Purpose
1.2. Automate merging of real-time surveillance, sonar, radar, satellite, thermal, and biometric data for rapid decision-making and threat response.
1.3. Automates back-end data orchestration, reducing manual data synthesis delays and increasing operational command efficiency.
1.4. Enables automated anomaly detection, pattern recognition, and automated alerts to streamline intelligence for marine corps command structures.
Trigger Conditions
2.2. Scheduled intelligence sync intervals (every X minutes/hours).
2.3. Automated anomaly detected by automated monitoring logic.
2.4. Serve-based system API request from intelligence analysts or command.
2.5. Remote edge notification from deployed surveillance units.
Platform Variants
• Feature/Setting: Device Shadows, MQTT topic subscriptions for automated sensor data ingest.
3.2. Azure IoT Hub
• Feature/Setting: Event Grid integration for automated event-based sensor aggregation.
3.3. Google Cloud IoT Core
• Feature/Setting: Automated telemetry ingest, Pub/Sub topic automatedly triggers dashboard data pipelines.
3.4. Cisco Kinetic for Cities
• Feature/Setting: Policy automation for device flows, automated edge computation rules.
3.5. IBM Watson IoT Platform
• Feature/Setting: Automated Rule Engine for real-time event actioning and dashboard API updating.
3.6. Splunk
• Feature/Setting: HTTP Event Collector API automates log and sensor feed uploads.
3.7. Datadog
• Feature/Setting: Integrations & custom dashboards, automated monitoring/alerting via Events API.
3.8. Grafana
• Feature/Setting: Automated datasource linking (Prometheus, Elasticsearch), auto-dashboards.
3.9. Tableau
• Feature/Setting: REST API automates periodic dashboard refresh with sensor data.
3.10. ThingSpeak
• Feature/Setting: Channel API automates feed ingestion and dashboard webhooks.

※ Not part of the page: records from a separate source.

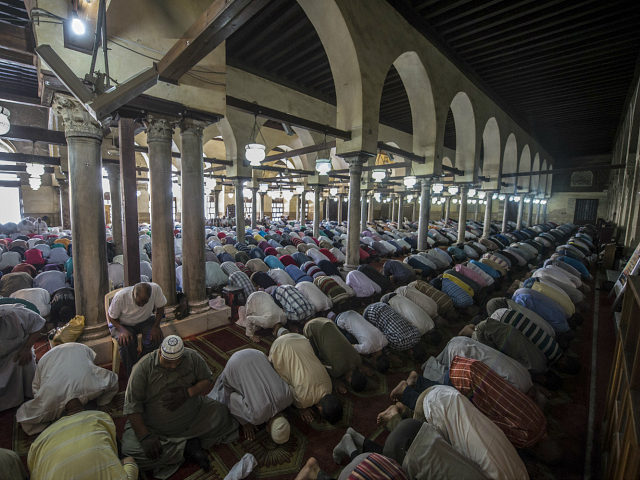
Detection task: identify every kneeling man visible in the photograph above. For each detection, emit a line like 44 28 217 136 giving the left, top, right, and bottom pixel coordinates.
122 335 238 480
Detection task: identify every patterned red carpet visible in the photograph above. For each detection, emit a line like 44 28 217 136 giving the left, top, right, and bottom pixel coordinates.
0 286 610 480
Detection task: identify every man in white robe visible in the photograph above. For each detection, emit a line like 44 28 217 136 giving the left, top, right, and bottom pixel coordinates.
0 304 45 411
16 342 118 435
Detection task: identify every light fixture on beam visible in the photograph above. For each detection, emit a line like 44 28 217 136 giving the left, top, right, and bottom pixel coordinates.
0 107 11 135
316 158 331 175
403 175 418 189
371 168 387 183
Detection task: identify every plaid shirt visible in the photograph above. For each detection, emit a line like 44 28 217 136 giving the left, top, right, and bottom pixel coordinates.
362 302 420 350
449 355 547 448
273 285 316 322
492 310 562 363
229 271 256 298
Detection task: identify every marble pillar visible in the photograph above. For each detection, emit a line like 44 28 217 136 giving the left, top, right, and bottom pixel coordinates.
344 155 368 270
418 179 431 251
482 193 493 238
313 185 322 238
360 190 369 230
146 117 175 306
502 195 509 233
251 187 258 229
53 94 109 341
179 118 209 313
516 197 524 230
58 179 71 230
458 187 467 243
444 197 451 225
231 178 246 242
104 163 122 255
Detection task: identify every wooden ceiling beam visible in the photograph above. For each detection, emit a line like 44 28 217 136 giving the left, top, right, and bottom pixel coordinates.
158 0 268 83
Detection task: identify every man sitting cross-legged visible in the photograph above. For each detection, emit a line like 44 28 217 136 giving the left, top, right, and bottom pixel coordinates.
209 348 293 444
269 328 342 424
122 335 238 480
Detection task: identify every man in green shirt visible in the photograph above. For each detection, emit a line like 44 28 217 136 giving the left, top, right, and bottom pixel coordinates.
303 318 367 394
122 335 238 480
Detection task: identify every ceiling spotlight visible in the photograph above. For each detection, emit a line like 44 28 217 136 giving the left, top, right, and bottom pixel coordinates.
403 175 417 188
71 12 87 37
371 168 387 183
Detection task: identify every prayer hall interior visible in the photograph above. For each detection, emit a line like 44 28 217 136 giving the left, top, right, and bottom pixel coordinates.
0 0 640 480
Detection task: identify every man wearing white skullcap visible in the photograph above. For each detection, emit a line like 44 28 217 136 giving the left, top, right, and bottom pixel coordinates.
209 348 293 443
122 335 238 480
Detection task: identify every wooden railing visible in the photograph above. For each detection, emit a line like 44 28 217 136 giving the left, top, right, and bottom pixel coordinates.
603 276 640 480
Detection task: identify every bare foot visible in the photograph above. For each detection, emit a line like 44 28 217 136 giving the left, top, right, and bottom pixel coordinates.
295 457 320 480
376 405 400 425
300 408 314 423
389 380 408 402
242 423 256 441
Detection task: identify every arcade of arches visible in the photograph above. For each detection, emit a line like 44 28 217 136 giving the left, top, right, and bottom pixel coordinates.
0 0 640 479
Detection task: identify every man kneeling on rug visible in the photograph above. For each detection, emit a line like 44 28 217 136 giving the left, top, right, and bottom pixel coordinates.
122 335 238 480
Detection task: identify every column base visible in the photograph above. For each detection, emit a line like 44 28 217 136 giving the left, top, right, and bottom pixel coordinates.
189 299 209 315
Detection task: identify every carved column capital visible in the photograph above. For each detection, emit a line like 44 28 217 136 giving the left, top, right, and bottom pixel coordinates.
144 115 174 143
179 118 207 138
52 94 104 141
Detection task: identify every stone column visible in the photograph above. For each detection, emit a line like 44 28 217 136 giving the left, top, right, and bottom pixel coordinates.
179 118 209 313
251 187 258 229
360 190 369 226
104 163 122 255
458 186 467 243
146 117 175 306
53 94 109 341
345 155 367 270
516 197 524 230
444 197 451 225
390 195 396 222
231 178 246 242
58 179 70 231
418 179 431 251
502 195 509 233
300 192 307 225
482 193 493 238
313 185 322 238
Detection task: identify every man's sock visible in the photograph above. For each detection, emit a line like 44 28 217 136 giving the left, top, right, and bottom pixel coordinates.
333 433 357 464
347 427 364 450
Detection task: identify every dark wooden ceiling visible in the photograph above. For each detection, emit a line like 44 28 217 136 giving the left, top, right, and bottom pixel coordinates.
0 0 640 160
227 0 640 160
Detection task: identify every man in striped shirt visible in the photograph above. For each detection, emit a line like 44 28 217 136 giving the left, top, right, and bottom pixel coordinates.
449 355 547 448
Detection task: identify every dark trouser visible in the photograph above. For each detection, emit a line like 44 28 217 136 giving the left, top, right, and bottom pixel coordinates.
400 375 437 410
109 316 162 376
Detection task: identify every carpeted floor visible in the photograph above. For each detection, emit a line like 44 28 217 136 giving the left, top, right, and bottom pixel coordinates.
0 272 611 480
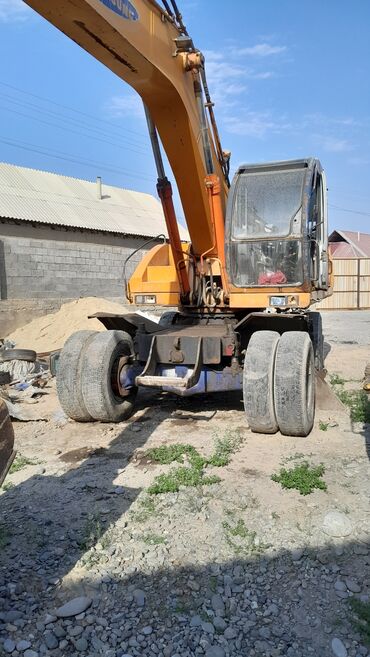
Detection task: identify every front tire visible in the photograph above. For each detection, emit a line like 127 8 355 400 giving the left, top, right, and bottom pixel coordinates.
56 331 97 422
81 331 137 422
243 331 279 433
274 331 315 436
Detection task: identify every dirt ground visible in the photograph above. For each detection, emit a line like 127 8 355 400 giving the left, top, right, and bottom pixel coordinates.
0 312 370 657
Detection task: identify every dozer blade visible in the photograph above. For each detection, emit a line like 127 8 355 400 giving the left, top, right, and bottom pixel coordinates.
0 399 16 486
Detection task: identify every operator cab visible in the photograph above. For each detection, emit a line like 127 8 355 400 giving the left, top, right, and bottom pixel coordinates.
226 158 328 289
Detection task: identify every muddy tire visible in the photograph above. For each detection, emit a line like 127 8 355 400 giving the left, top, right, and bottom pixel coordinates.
243 331 279 433
81 331 137 422
274 331 315 436
56 331 97 422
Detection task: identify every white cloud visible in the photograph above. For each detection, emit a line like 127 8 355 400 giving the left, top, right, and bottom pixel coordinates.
225 112 290 138
0 0 32 23
234 43 287 57
105 92 145 119
323 137 353 153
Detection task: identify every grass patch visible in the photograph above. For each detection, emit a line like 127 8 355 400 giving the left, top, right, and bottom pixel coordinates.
271 461 327 495
335 389 370 423
148 467 221 495
350 598 370 646
9 454 41 474
141 534 166 545
208 431 243 468
329 374 346 386
146 432 242 495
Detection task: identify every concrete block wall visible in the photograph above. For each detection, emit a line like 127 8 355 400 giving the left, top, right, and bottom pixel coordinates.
0 221 155 302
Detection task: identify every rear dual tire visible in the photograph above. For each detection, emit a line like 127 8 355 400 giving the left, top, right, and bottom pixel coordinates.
243 331 315 436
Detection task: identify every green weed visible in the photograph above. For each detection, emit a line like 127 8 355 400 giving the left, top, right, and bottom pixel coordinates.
146 432 242 495
282 452 312 463
329 374 346 386
208 431 243 468
9 454 41 474
271 461 327 495
148 467 221 495
141 534 166 545
350 598 370 646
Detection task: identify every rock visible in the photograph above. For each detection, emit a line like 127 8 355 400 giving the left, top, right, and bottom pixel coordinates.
55 596 92 618
334 579 347 591
53 625 66 639
211 593 225 616
213 616 227 632
206 646 225 657
258 627 271 639
224 627 238 640
291 548 304 561
68 625 84 636
44 614 57 625
322 511 353 538
17 639 31 652
75 637 88 652
3 639 15 653
44 632 59 650
4 609 23 623
133 589 145 607
331 637 348 657
346 577 361 593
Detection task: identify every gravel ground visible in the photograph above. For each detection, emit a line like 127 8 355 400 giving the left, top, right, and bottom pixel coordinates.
0 313 370 657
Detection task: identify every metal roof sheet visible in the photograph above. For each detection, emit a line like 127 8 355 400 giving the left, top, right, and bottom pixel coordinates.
329 230 370 258
0 163 189 240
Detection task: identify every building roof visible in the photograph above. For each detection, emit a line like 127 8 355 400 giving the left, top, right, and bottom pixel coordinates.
0 163 189 240
329 230 370 258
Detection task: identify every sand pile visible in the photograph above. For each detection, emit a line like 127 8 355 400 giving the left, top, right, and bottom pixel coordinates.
7 297 127 353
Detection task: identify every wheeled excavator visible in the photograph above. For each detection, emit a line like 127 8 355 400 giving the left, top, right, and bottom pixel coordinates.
26 0 331 436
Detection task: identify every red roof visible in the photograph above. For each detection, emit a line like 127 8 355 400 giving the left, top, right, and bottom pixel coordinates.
329 230 370 258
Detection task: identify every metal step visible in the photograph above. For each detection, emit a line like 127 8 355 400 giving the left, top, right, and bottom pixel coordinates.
135 335 203 390
136 376 190 389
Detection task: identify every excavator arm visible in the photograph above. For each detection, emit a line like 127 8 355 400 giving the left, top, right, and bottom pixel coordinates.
25 0 227 260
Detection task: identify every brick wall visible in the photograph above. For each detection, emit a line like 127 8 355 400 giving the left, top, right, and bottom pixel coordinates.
0 221 155 302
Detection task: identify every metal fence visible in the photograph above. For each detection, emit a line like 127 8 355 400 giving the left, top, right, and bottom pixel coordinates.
317 258 370 310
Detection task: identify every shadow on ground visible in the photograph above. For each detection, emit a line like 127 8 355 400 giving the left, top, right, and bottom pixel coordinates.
0 394 370 657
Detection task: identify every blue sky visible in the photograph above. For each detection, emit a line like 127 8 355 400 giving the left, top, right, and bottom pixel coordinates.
0 0 370 232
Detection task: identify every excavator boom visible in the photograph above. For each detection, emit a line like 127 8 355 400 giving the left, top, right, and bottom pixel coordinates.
25 0 227 256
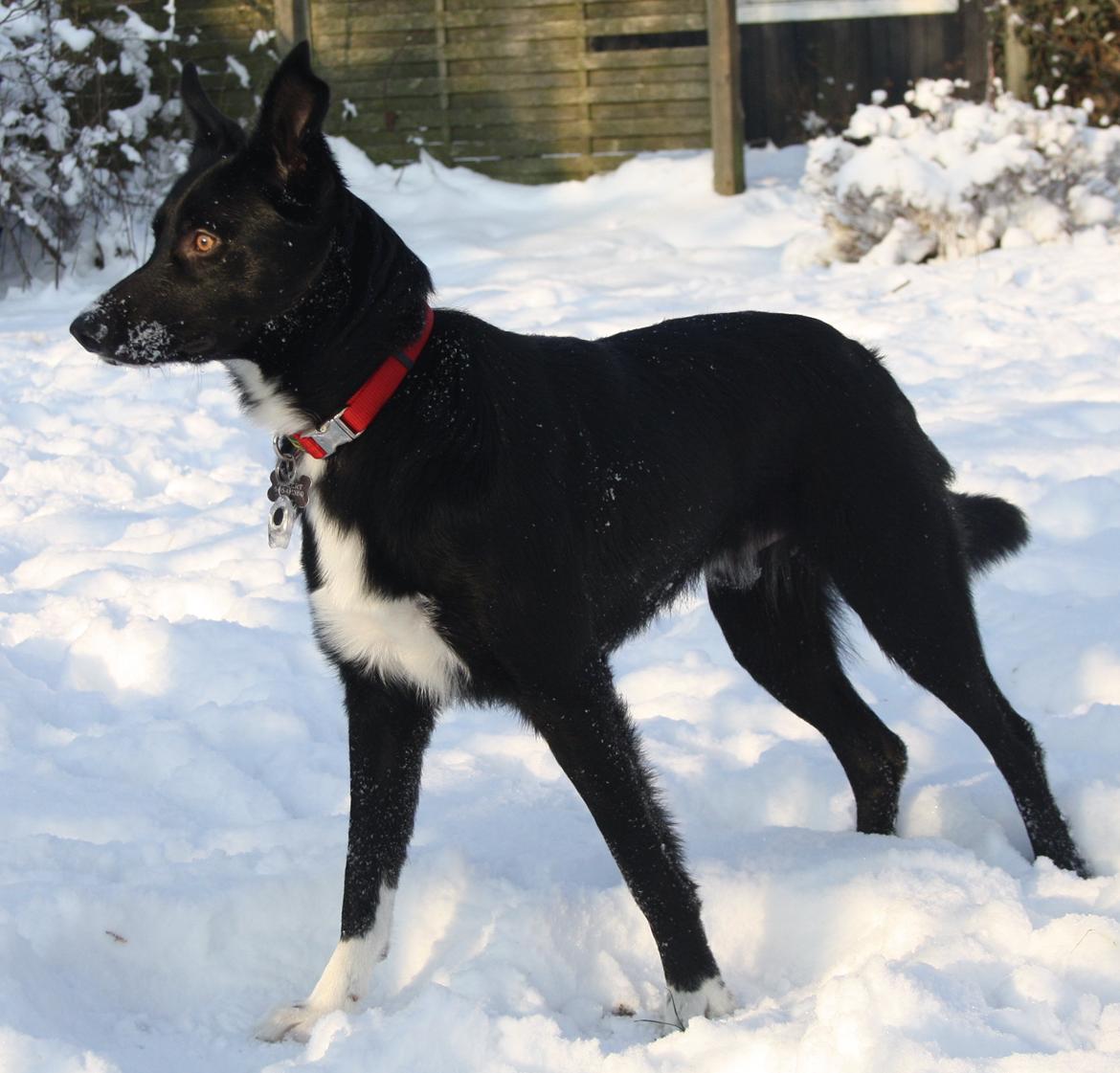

3.11. RESTHeart (MongoDB API)
• Feature/Setting: Automated write endpoints for sensor data storage, triggers to visualize in dashboards.
3.12. Microsoft Power BI
• Feature/Setting: Streaming dataflows, REST API for automating updates to visualizations.
3.13. ArcGIS Online
• Feature/Setting: GeoEvent Server automates real-time sensor spatial mapping.
3.14. Siemens MindSphere
• Feature/Setting: Automated asset integration, MindConnect API to push sensor data to command apps.
3.15. OSIsoft PI System
• Feature/Setting: Data Archive Events Service automates time-series data processing to command UI.
3.16. InfluxDB
• Feature/Setting: Telegraf agents for automated ingestion, Flux tasks for automated aggregation.
3.17. Prometheus
• Feature/Setting: Remote Write API automates sensor scaling, Alertmanager for automated alerts.
3.18. NetApp Data Fabric
• Feature/Setting: SnapMirror automate-enabled data synchronization.
3.19. MQTT Brokers (Mosquitto, HiveMQ)
• Feature/Setting: Topic-based automated subscription, bridge feeds to dashboards.
3.20. RESTful API Gateways (Apigee, Kong)
• Feature/Setting: Automated route configuration for delivering sensor payloads to dashboard microservices.
Benefits
4.2. Enables automated incident response, drastically reducing the time from detection to decision.
4.3. Increases operational visibility via automated cross-sensor correlation and data normalization.
4.4. Automates removal of silos between sensor data streams and decision-makers’ dashboards.
4.5. Supports automatable scaling as new sensors and feed types are deployed.
4.6. Enables automatedly updating dashboards without human intervention, maximizing real-time accuracy.